Gold bars differ not only in price and weight but also in other important characteristics that determine their purpose and production method.

  • Measured and Standard Bars: Measured bars are manufactured according to GOST R 51572-2020 with a minimum gold content of 999.9 fineness. These are the bars available for purchase by private investors from banks, and they can be of any shape and size as decided by the manufacturer. Standard bars are intended for interbank transactions, export, and the country's state reserve, weighing 11–13.3 kg. They are subject to GOST 28058-2015, and their shape is strictly regulated — only a truncated pyramid. Additionally, there are gold bars manufactured to order for companies with their corporate symbols, such as those owned by Sokolov.
  • By Casting Technology: Cast and stamped bars are distinguished. Cast bars are produced by pouring molten metal into a mold followed by cooling; this method is used for measured bars weighing from 500 g to 1 kg, as well as standard bars. During stamping, a heavy stamp presses on heated metal, resulting in a perfectly smooth, mirror-like surface and precise shape. This method is used only for measured bars weighing up to 500 g.
  • By Manufacturer: Among the largest manufacturers of gold bars in Russia are the Moscow Plant for Processing Special Alloys, Krasnoyarsk Non-Ferrous Metals Plant ("Krasцветмет"), Yekaterinburg Non-Ferrous Metals Processing Plant, Kolyma Refining Plant, and others. Information about the manufacturer is always indicated on the surface of the bar itself and in its certificate.

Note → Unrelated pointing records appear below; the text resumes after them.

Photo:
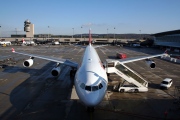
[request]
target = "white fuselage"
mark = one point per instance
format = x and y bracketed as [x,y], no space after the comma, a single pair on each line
[91,78]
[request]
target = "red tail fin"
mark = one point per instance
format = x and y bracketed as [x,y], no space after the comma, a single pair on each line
[90,38]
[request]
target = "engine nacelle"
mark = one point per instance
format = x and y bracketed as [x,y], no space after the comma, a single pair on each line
[56,71]
[150,63]
[28,63]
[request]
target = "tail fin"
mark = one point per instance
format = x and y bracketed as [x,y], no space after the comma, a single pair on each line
[90,38]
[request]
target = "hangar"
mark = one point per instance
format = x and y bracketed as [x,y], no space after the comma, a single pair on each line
[168,39]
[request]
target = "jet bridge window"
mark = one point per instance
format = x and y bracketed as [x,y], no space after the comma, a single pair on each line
[91,88]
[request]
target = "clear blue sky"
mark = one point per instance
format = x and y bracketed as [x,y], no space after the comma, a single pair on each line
[127,16]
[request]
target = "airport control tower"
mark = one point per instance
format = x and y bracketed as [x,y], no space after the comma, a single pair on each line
[29,28]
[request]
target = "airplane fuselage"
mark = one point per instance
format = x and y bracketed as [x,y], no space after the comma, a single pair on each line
[91,78]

Secure Storage of Gold Bars: Choosing the Best Option

Naturally, gold bars require a secure and protected place for storage. This can be a bank safe deposit box or your personal safe at home. In the latter case, it is also recommended to arrange for a security alarm.

It is extremely important to keep all accompanying documents: certificates and the cash receipt. It is also not recommended to remove the bars from their original protective capsules.

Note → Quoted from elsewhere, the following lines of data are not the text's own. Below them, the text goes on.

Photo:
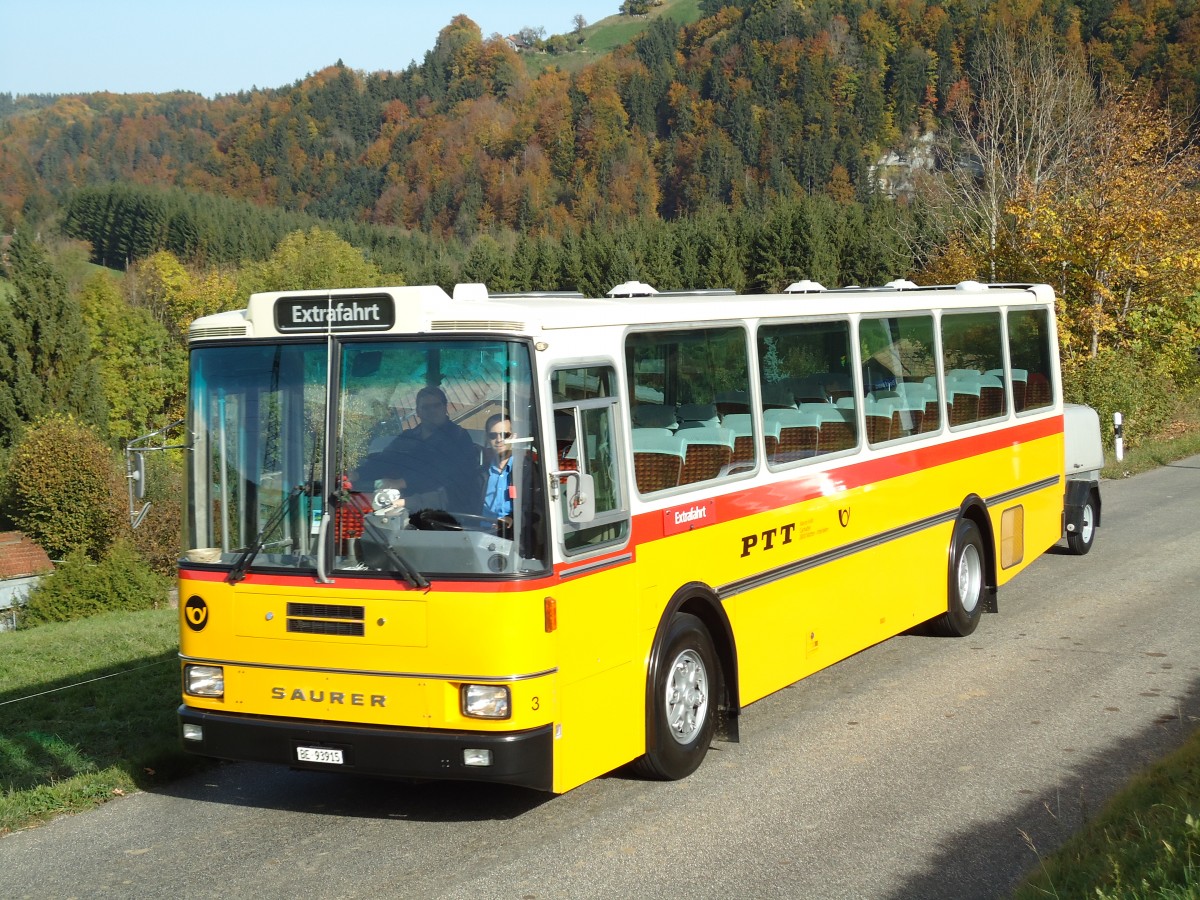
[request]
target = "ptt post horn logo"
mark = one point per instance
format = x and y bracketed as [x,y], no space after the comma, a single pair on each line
[196,613]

When storing gold bars in a rented bank safe deposit box, it should be remembered that the bank does not know its contents and, accordingly, is not responsible for them. An alternative option is a safekeeping agreement, where the bars remain in the bank's vault after purchase or are deposited there later. In this case, the bank assumes responsibility for the preservation of the metal.

Purchasing Gold: Required Documents and Legal Aspects

To purchase gold bars from banks, only a passport is required. Foreign citizens must provide an identity document and a document confirming their right to stay in the Russian Federation.

Upon completion of the transaction, you will receive the following documents:

  • sales contract;
  • bar certificate;
  • certificate of quality;
  • cash order;
  • acceptance certificate.

Please note that this list of documents is based on the example of Sovcombank and may differ in other financial institutions.

As of March 9, 2022, according to Law No. 47-FZ, VAT on the purchase of gold bars in banks has been abolished, meaning the final cost is without additional payments. Personal income tax (PIT) on transactions with precious metal bars has also been temporarily abolished if you sold previously purchased bars at a profit.

New Rules for Controlling Investments in Physical Gold

In accordance with the new methodological recommendations of the Bank of Russia No. 9-MR, banks now monitor and verify all individuals purchasing gold, especially on a regular basis. The following categories attract increased attention:

  • individuals who regularly buy bars and coins but do not sell them;
  • those who do not leave gold in the bank for safekeeping.

In such cases, which applies to almost all investors, the bank has the right to request additional documents, including those concerning the origin of funds. Transaction amounts may also be correlated with official income, and client actions and operations may be checked for suspicious activity. Similar actions are recommended for corporate buyers. The purpose of these measures is to counteract illegal financial operations and reduce the risks of credit institutions being involved in unlawful activities.